I use a different approach, instead of stills, I use 25fps videos. The idea is not to drop frames when speeding up the video, but to "blend" them to achieve some kind of long exposure effect.
Currently I use Slowmo Video (http://slowmovideo.granjow.net) who compute the optical flow and let me set the shutter speed. That way I can have a nice timelapse of a place, with smooth moving clouds and people movement appearing as ghostly trails.

Slowmo is a bit of an overkill in my case, and needs Teras of disk space.

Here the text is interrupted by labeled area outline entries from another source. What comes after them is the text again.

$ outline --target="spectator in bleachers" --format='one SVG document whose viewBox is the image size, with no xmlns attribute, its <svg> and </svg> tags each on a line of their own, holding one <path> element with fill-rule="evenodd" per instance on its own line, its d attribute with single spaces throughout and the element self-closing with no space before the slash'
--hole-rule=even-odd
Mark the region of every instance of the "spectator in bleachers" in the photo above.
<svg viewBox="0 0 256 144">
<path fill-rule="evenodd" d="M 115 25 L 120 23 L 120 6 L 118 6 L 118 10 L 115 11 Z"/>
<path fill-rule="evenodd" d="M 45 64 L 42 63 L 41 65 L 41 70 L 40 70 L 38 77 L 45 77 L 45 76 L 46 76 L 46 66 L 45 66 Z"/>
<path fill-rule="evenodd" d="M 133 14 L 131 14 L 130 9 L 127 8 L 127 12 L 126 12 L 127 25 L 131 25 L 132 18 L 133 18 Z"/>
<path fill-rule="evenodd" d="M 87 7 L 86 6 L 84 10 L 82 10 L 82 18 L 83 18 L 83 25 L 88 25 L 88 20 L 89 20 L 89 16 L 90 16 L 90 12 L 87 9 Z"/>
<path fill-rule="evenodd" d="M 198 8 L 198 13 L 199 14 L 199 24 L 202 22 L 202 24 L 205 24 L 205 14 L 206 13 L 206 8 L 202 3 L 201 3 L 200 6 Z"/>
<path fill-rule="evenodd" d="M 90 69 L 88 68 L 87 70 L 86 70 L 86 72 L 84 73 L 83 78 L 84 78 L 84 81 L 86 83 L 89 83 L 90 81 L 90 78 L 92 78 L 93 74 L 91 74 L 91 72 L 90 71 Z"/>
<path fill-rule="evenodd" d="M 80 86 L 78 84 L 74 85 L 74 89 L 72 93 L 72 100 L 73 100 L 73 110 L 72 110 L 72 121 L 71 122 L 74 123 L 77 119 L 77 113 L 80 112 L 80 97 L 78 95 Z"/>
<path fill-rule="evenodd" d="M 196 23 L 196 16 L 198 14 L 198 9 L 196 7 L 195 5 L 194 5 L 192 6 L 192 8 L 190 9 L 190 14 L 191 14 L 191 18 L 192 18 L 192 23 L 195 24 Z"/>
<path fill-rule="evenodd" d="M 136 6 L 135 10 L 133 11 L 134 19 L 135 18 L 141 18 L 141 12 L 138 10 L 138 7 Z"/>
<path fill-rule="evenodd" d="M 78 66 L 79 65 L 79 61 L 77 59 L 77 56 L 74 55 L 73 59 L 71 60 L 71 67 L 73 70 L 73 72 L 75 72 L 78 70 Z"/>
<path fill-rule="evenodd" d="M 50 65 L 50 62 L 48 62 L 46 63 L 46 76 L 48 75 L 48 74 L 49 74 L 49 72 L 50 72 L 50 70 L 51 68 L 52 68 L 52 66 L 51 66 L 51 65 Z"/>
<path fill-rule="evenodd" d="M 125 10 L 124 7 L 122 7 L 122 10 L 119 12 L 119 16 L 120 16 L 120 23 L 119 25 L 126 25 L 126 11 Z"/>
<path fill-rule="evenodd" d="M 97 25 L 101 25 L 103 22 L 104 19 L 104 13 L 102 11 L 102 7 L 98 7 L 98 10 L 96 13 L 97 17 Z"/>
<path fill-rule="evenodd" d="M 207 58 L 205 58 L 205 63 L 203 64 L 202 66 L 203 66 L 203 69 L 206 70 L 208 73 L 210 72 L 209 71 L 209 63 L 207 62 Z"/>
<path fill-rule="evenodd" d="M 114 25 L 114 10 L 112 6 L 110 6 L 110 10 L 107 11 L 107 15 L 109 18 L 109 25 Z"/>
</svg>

Is there another way to speed up a video by blending frames using Avisynth, ffmpeg or another similar tool ? (running under linux is a plus)

thank you.

Asmodian
7th September 2013, 20:40
You could try playing with CovertFPS (http://avisynth.org/mediawiki/ConvertFPS) (at the bottom of the page). Maybe a combination of ChangeFPS and ConvertFPS would work?

karasu
8th September 2013, 00:11
Thank you Asmodian, I'll try that.

raffriff42
8th September 2013, 02:03
Inspired by this post from Gavino (http://forum.doom9.org/showthread.php?p=1642519#post1642519): AssumeFPS(Framerate * 16)
Merge(SelectEven(), SelectOdd()) ## divide framerate by 2, blending frames
Merge(SelectEven(), SelectOdd()) ## ditto...
Merge(SelectEven(), SelectOdd())
Merge(SelectEven(), SelectOdd())

StainlessS
8th September 2013, 18:13
Perhaps this of interest (ClipBlend) (would require 2nd pass, SelectEvery to reduce frame count):
http://forum.doom9.org/showthread.php?p=1632542#post1632542

Also see thread that prompted it:
http://forum.doom9.org/showthread.php?t=168001

EDIT: This may also provide amusement (RgbAmplifier, has temporal average function):
http://forum.doom9.org/showthread.php?t=168293
Maybe something like (unlikely to play in real time, but more precise blending, can lose half a bit at each merge):

Avisource("D:\avs\test.avi")
ConvertToRGB()
AssumeFPS(Framerate * 25)
RGBAmplifier(Radius=13,multiplier=0.0) # Can add Precise=True to use Double Precision float calcs
SelectEvery(25,12)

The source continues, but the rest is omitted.